Its latest report calls for 1m more workers to be paid the Living Wage, currently £7.65 an hour nationally, and £8.80 in London, by 2020. The principle of raising low pay is laudable, and the report is in some ways thoughtful, recognising the risks to jobs that a compulsory Living Wage would bring. It sees the way forward as requiring government work to be paid the Living Wage, with “they-can-afford-it” private sector employers (in finance, IT and professional services) encouraged to step up to the plate. It would also like to see public sector procurement play a major role, with contractors under pressure to raise pay.
The 2020 target is new: however there is little else that is novel. As I have written before, as long as the Living Wage is an aspiration, paid by firms that can afford to do so, it will do little damage. But it’s worth pausing before accepting the Commission’s assumptions without question. It has a model of the labour market that reflects prejudices against employers, misunderstanding of the role of entry wages, and the dangers of unintended consequences.
It emphasises the link between low wages and poverty; the archbishop says that, “for the first time, the majority of people in poverty in the UK are now in working households”. But this is misleading in two ways. First, few of these poor working households have members working full time. Three-fifths of those receiving less than the Living Wage are working part time. In this sense, the Living Wage idea is flawed, for if those receiving hourly pay hikes are still only working relatively few hours, they will not be lifted out of poverty.
Second, those on low wages are not necessarily in poor households. IFS data show that 44 per cent of those earning less than the Living Wage are in households in the top half of the income distribution, and 5 per cent live in households in the top decile.
So the Living Wage is a poorly-targeted anti-poverty measure, which attempts to load the cost of reducing poverty onto employers, and thus consumers – many of whom are not well-off. It also creates collateral damage to job opportunities, particularly for the young. The report has no clear view of how young people are to be treated in a Living Wage regime. Is there to be a youth rate, as with the minimum wage? If not, an 18-year old in London would receive a pay rise of over 50 per cent. It beggars belief that hikes of this size would not lead to higher youth unemployment, as firms substituted more productive workers.
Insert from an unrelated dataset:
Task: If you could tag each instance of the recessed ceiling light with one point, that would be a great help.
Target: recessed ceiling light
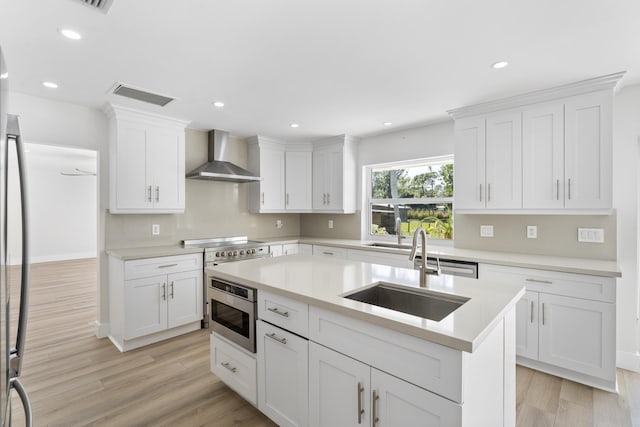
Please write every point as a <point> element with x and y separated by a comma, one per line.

The Commission’s analysis remains static, largely ignoring knock-on effects such as pay rises for those currently on or above the Living Wage with more experience and responsibilities, and firms choosing to substitute capital equipment for labour if wage costs rise.
To mitigate such effects, it prays in aid wishful thinking about productivity increases and reduced absenteeism, unlikely to accrue to the employers the Commission targets. There are also references to possible multiplier effects and fiscal gains, through lower in-work benefits and higher tax take, which depend on contestable assumptions.
Overall, there is nothing new here to convince sceptics that the Living Wage is the best way to relieve poverty and boost productivity. Sentamu is a terrific archbishop, but a less than convincing policy analyst.
Len Shackleton is professor of economics at the University of Buckingham, and economics fellow at the Institute for Economic Affairs.